An Ophthalmologist should be knowledgeable about neurologic conditions involving optical nerves including nystagmus, migraine auras, ischemic stroke, sinus tachycardia, etc. The problem with doctor’s “specializing” in anything, is they become willfully unaware of important peripheral information, which would allow them to assist a patient who comes in with a complex problem. “Not my Specialty” is a tactic doctors use to avoid helping patients when symptoms don't have an simple solution.

Why isn't medicine treated the same as other professions? When one goes to the mechanic, and the mechanic cannot find a problem with the car, the mechanic doesn’t charge you for not helping you. When you go to a lawyer for help with a standard legal issue, unless the lawyer wins the case, they don’t get paid. But when you go to a doctor you are expected to pay in full – even when they decide not to help you.

Wednesday, April 3, 2013

“Remember to spay and neuter your poor” and other advice from StephenColbert

“Remember to spay and neuter your poor!”

“Why don’t we put up a prescription booth. Just grab as many pills as you can in 30 seconds. Who knows? One of them might cure you. The others might get you high.”

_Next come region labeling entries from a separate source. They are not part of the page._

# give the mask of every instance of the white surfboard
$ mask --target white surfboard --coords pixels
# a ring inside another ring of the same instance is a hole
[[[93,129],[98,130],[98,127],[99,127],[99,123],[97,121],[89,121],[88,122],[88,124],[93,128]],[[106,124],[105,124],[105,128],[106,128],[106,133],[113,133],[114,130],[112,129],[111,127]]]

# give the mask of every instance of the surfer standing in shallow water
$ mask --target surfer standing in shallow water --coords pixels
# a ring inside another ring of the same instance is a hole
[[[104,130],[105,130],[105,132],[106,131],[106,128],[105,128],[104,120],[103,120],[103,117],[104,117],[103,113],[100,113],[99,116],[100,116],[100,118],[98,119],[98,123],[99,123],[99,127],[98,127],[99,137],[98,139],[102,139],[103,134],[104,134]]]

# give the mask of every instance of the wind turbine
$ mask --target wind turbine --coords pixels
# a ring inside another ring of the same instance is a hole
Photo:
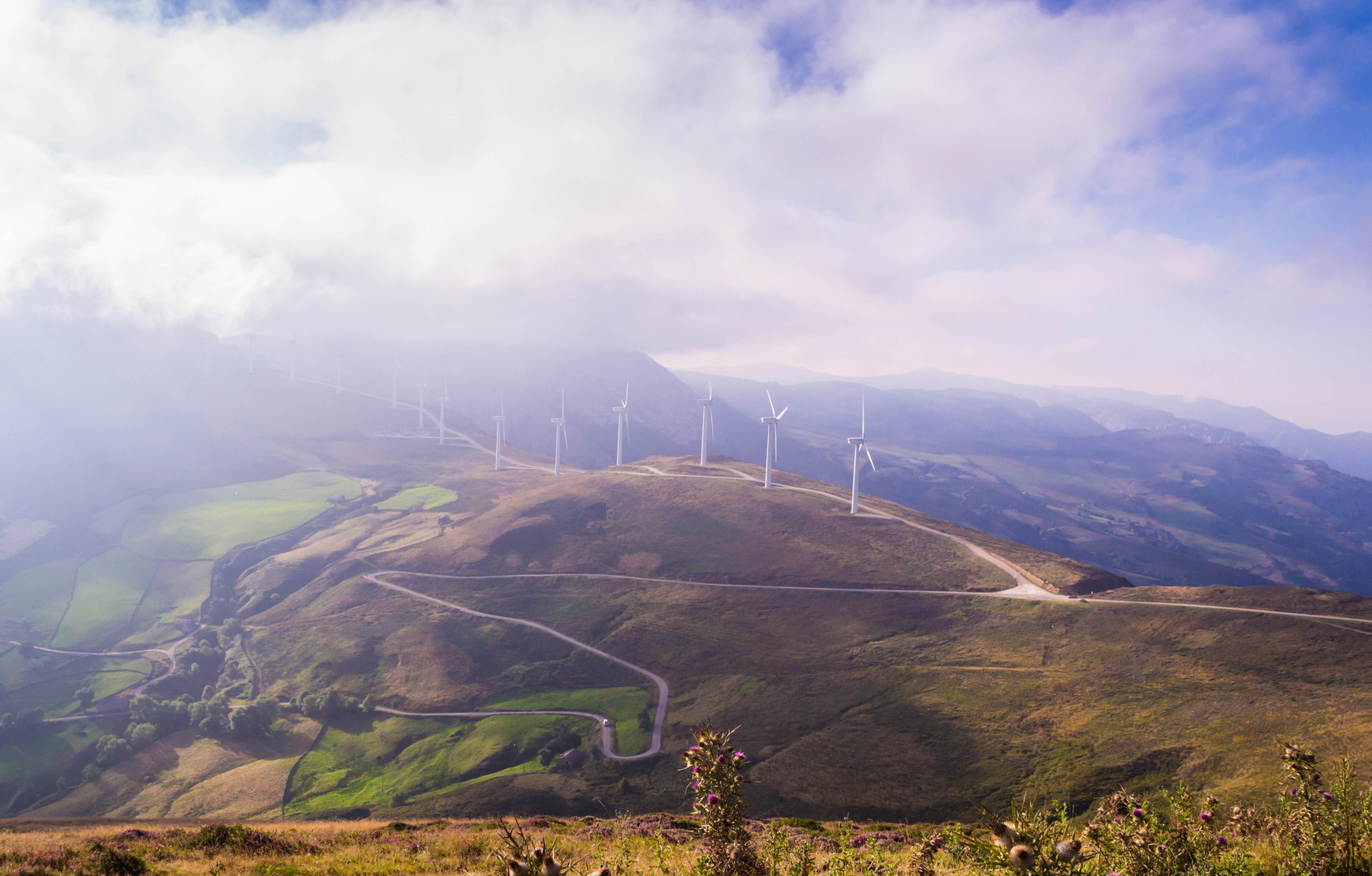
[[[501,470],[501,447],[505,444],[505,396],[501,396],[501,415],[495,421],[495,470]]]
[[[438,443],[447,444],[447,377],[443,378],[443,398],[438,400]]]
[[[563,444],[567,443],[567,389],[563,389],[563,415],[553,417],[553,474],[563,473]],[[572,446],[567,444],[567,450]]]
[[[705,424],[709,422],[709,437],[715,437],[715,381],[709,381],[709,396],[696,399],[700,409],[700,463],[707,465],[709,446],[705,443]]]
[[[871,462],[871,470],[877,470],[877,463],[871,459],[871,451],[867,450],[867,393],[862,396],[862,435],[855,439],[848,439],[848,443],[853,446],[853,506],[848,511],[849,514],[858,513],[858,473],[862,472],[858,455],[867,454],[867,462]]]
[[[619,400],[619,407],[612,407],[615,419],[619,422],[619,435],[615,439],[615,465],[624,465],[624,439],[628,437],[628,384],[624,384],[624,398]]]
[[[772,415],[763,417],[763,424],[767,426],[767,477],[763,480],[763,489],[771,487],[771,467],[772,463],[777,462],[777,424],[781,422],[781,418],[790,410],[789,407],[783,407],[778,414],[777,403],[771,400],[771,391],[767,392],[767,404],[771,406]]]
[[[424,428],[424,391],[428,388],[428,374],[420,372],[420,429]]]

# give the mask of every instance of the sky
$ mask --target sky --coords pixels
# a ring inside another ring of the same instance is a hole
[[[1358,0],[5,0],[0,313],[1372,430]]]

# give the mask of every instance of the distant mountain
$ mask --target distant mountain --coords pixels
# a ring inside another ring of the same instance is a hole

A couple of bombshells this week from Stephen Colbert. After laughing I felt alarmed at the truth in these observations. In the first statement, you can replace "poor" with "sick" and it still makes sense. In America, those that lose their health typically lose their job and health insurance at the same time. This triple whammy is common. That’s partly why SSI offices are filled with those who have lost the ability to care for themselves, or to get the medical care they need. The other reason is the baby boomer generation is now at the age where neuro-psych afflictions tend to become disabling among those carrying the genes.

The second statement reflects the attitude about pills among American doctors, particularly those treating neuro psych patients. Many such patients take 40 or 60 pills daily. Typically doctors aren’t aware of counter-indications, so it is important for individuals to research the latest info re: which pills cannot be taken together, or by patients with a particular diagnosis. Genetics also plays a role in whether medication will be effective – or create significant problems. So discuss with family members with the same diagnoses. Fatalities and serious conditions resulting from pill toxicity are not uncommon - they show up on records and death certificates as Myocardial Infarction (heart failure), liver failure, kidney failure, etc. Unfortunately pill incompatibility, pharma-toxicology risks, and the role of genetics is not discussed between doctors and their patients.

I hope Colbert continues to draw attention to these issues. Maybe humor is the best way to draw people toward a constructive dialogue.